The intersection of traditional legal skills and relatively new disciplines can, for example, be seen in the following:

  • legal cases which deal with climate change and the use and protection of personal data;
  • legal cases which consider the legalities of cryptocurrencies; and
  • using Blockchain technology to conclude real estate transactions.

So how do lawyers become T-shaped?

University

The starting point should be University as that is the bedrock of every lawyer’s legal training. These T-shaped elements should be infused into the curriculum of law schools. South African law schools already allow law students to first complete a 3 year degree in other fields such as a Bachelor of Arts or Bachelor of Commerce followed by a two year Bachelor of Laws degree. This goes someway towards providing legal students with a more well-rounded education. There is however no consistency in terms of what all law students learn. Some students opt to only do a straight four year Bachelor of Laws degree.  The students who first complete a Bachelor of Arts degree may not be exposed to finance or accounting and those who complete a Bachelor of Commerce degree may not be exposed to psychology or politics for example. 

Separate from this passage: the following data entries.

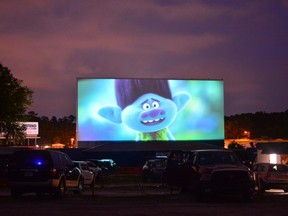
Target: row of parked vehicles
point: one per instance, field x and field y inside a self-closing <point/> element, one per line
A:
<point x="215" y="171"/>
<point x="53" y="172"/>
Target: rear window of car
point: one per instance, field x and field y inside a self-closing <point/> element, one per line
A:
<point x="206" y="158"/>
<point x="31" y="158"/>
<point x="278" y="168"/>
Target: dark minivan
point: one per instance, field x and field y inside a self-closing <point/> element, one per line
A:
<point x="43" y="171"/>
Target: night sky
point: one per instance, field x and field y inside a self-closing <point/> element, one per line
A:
<point x="49" y="44"/>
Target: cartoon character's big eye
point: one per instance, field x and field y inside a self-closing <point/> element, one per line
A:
<point x="146" y="106"/>
<point x="155" y="104"/>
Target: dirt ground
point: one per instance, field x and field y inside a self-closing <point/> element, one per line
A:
<point x="142" y="201"/>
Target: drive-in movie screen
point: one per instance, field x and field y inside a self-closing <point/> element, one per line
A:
<point x="149" y="110"/>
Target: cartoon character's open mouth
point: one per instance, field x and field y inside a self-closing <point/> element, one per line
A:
<point x="152" y="121"/>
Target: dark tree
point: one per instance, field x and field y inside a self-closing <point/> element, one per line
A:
<point x="14" y="101"/>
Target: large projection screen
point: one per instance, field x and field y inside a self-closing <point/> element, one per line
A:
<point x="140" y="110"/>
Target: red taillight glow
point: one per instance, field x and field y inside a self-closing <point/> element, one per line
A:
<point x="53" y="172"/>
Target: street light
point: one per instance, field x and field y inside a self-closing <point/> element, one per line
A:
<point x="247" y="134"/>
<point x="72" y="142"/>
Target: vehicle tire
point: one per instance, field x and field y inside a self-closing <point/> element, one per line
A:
<point x="16" y="193"/>
<point x="60" y="190"/>
<point x="248" y="195"/>
<point x="80" y="186"/>
<point x="261" y="187"/>
<point x="200" y="195"/>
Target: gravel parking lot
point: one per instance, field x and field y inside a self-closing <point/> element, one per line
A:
<point x="142" y="201"/>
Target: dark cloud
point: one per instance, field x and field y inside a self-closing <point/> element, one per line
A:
<point x="48" y="44"/>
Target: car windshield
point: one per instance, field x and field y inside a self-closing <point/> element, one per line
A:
<point x="278" y="168"/>
<point x="207" y="158"/>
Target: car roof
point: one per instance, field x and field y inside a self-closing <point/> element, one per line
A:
<point x="212" y="150"/>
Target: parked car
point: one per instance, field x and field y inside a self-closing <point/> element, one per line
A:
<point x="271" y="176"/>
<point x="43" y="171"/>
<point x="86" y="172"/>
<point x="108" y="166"/>
<point x="154" y="169"/>
<point x="95" y="169"/>
<point x="210" y="172"/>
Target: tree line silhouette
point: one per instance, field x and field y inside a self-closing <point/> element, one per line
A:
<point x="261" y="125"/>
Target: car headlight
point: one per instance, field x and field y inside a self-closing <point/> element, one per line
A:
<point x="206" y="177"/>
<point x="251" y="176"/>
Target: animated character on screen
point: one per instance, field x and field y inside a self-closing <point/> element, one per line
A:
<point x="145" y="106"/>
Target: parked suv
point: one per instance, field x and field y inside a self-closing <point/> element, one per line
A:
<point x="271" y="176"/>
<point x="154" y="169"/>
<point x="86" y="172"/>
<point x="215" y="171"/>
<point x="43" y="171"/>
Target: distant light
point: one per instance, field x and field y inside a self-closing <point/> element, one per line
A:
<point x="39" y="163"/>
<point x="273" y="158"/>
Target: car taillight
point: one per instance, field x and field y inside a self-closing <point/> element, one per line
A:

A 98 page report on “The State of the Provision of the Bachelor of Laws (LLB) Qualification in South Africa” was published by the Council of Higher Education in November 2018. The CHE Report found that there is a serious lacuna in the legal education system concerning the inculcation in students of critical thinking and basic writing and communications skills. Amongst other things, the CHE Report recommended that:

  • all law faculties/schools should undertake a curriculum reform exercise; and
  • serious consideration should be given by the Department of Higher Education and Training, in consultation with all relevant stakeholders, to extend the duration for the attainment of an LLB qualification from the current minimum of four years of study to a minimum of five years of study.

I would go a step further than the CHE Report and recommend that all law students should be required as a minimum to take introductory courses in other disciplines such as psychology, business, risk management, human resources, technology, politics and government relations, finance, accounting and project management etc. as part of their qualification.

Practice

Lawyers who have completed their traditional legal education should proactively seek to fill relevant gaps in their skills base by completing online or face-to-face courses in the afore-mentioned disciplines. Legal knowledge managers in law firms and banks should look to train lawyers not only in traditional legal skills but also in the above-mentioned complementary disciplines.

Working in a different department, office, city or country will also assist lawyers with their interpersonal skills, diversity exposure and understanding of their business. Early in my career I moved from Johannesburg to New York to work for a Global Elite law firm and it was best thing I could have done for my career.

Another suggestion for the more bold is to move out of law all together for a few months or even years and go into sales, teaching, finance, human resources, project management, technology etc. Secondments or detours into these different fields will stand lawyers who have a long-term view of their legal careers in good stead. The second best thing I did for my career was to do short secondments to different clients in the banking, energy and real estate sector as well as to lecture at a University part-time. Becoming a T-shaped lawyer is an ongoing endeavor however and I am constantly looking at ways to expand the horizontal column and deepen the vertical column of my T.

The core competencies that successful lawyers of the future will need to have is broad interdisciplinary knowledge as well as the ability to understand, embrace and adapt to constant change. Those who fail to raise the bar in this regard do so at their peril – The Times They Are a-Changin.